I have two schemas for products and folders
const ProductSchema = new Schema<TProductSchema>(
{
productName: String,
vendor: { type: Schema.Types.ObjectId, ref: 'Vendor' },
folder: { type: Schema.Types.ObjectId, ref: 'ProductFolder' },
}
);
const ProductFolderSchema = new Schema<TProductFolderSchema>(
{
folderName: { type: String, required: true },
parent: { type: Schema.Types.ObjectId, ref: 'ProductFolder' },
children: [{ type: Schema.Types.ObjectId, ref: 'ProductFolder' }],
}
);
I want the following functionality in my application:
When user selects a folder, all products whose folder
is equal to selected folder _id
and whose folder
is direct or indirect children of selected folder should be returned.
Folders and Products are separate entities: user can create and delete folders independently of products and vice versa.
The problem with current schema is that it's hard to implement finding products whose folder
is a child of selected folder.
I expect each folder to contain up to 100.000 products.
I was thinking if adding products
field that would contain product's _id
s to ProductFolder
is a good idea.
What schema design would you recommend?
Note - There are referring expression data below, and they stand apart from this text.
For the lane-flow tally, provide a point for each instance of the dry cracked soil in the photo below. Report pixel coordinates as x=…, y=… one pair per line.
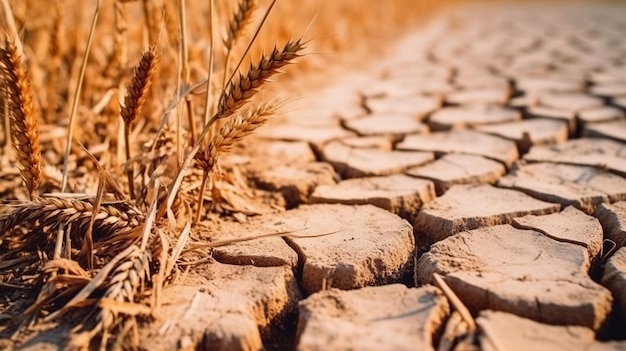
x=489, y=149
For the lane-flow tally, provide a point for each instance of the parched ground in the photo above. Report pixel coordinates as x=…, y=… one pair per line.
x=488, y=148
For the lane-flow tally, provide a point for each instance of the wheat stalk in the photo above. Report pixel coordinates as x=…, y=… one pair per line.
x=134, y=101
x=24, y=121
x=236, y=28
x=234, y=130
x=52, y=211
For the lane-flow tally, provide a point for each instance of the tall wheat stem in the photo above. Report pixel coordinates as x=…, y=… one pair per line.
x=186, y=72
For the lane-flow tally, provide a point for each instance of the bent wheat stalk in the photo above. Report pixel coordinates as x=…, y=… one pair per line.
x=23, y=119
Should I add products
field or leave it as is and come up with a solution to find nested folders? Or maybe there's some other approach?
When user selects a folder, all products whose folder is equal to selected folder _id and whose folder is direct or indirect children of selected folder should be returned.
Here is a way to implement this, for example the models are:
product: {
_id: <ObjectId>,
name: <string>,
vendor: <number>,
}
folder: {
_id: <ObjectId>,
parent: <ObjectId>,
child: [ <ObjectId>, <ObjectId>, ... ]
products: [ <ObjectId>, <ObjectId>, ... ],
}
Example data (shows some fields with data for a sample querying):
products:
[
{ _id: "p11" }, { _id: "p12" }, { _id: "p13" },
{ _id: "p14" }, { _id: "p15" }, { _id: "p16" },
{ _id: "p17" }, { _id: "p18" }, { _id: "p19" },
{ _id: "p20" }, { _id: "p21" }, { _id: "p90" },
{ _id: "p91" }, { _id: "p92" },
]
folders:
[
{ _id: 1, parent: "...", children: [ 2, 3 ], products: [ "p11", "p12" ] },
{ _id: 2, parent: "...", children: [], products: [ "p13" ] },
{ _id: 3, parent: "...", children: [ 4 ], products: [ "p20", "p21" ] },
{ _id: 4, parent: "...", children: [ 40 ], products: [ "p16", "p17" ] },
{ _id: 9, parent: "...", children: [ ], products: [ "p92" ] },
{ _id: 40, parent: "...", children: [ ], products: [ "p90", "p91" ] },
]
The query is to get all the products for the current folder and its sub folders recursively. Assuming the selected folder is { _id: 1 }
, the aggregation query uses $graphLookup
and all the resulting "products" are listed in the all_products
array.
db.folders.aggregate( [
{
$match: { _id: 1 }
},
{
$graphLookup: {
from: "folders",
startWith: "$children",
connectFromField: "children",
connectToField: "_id",
maxDepth: 99999,
as: "hierarchy"
}
},
{
$project: {
all_products: {
$reduce: {
input: "$hierarchy",
initialValue: "$products",
in: { $concatArrays: [ "$$value", "$$this.products" ] }
}
}
}
},
] )
Example's output:
{
"_id" : 1,
"all_products" : [
"p11",
"p12",
"p16",
"p17",
"p13",
"p20",
"p21",
"p90",
"p91"
]
}
Note the $graphLookup
outputs data in no particular order. Further, you can use $lookup
to fetch the product details from the products
collection (this stage is not shown in the query). The query runs in mongosh
.
With this design, modifying data may require changing data in both collections. For example, if you delete a product, the data needs to be deleted from both collections.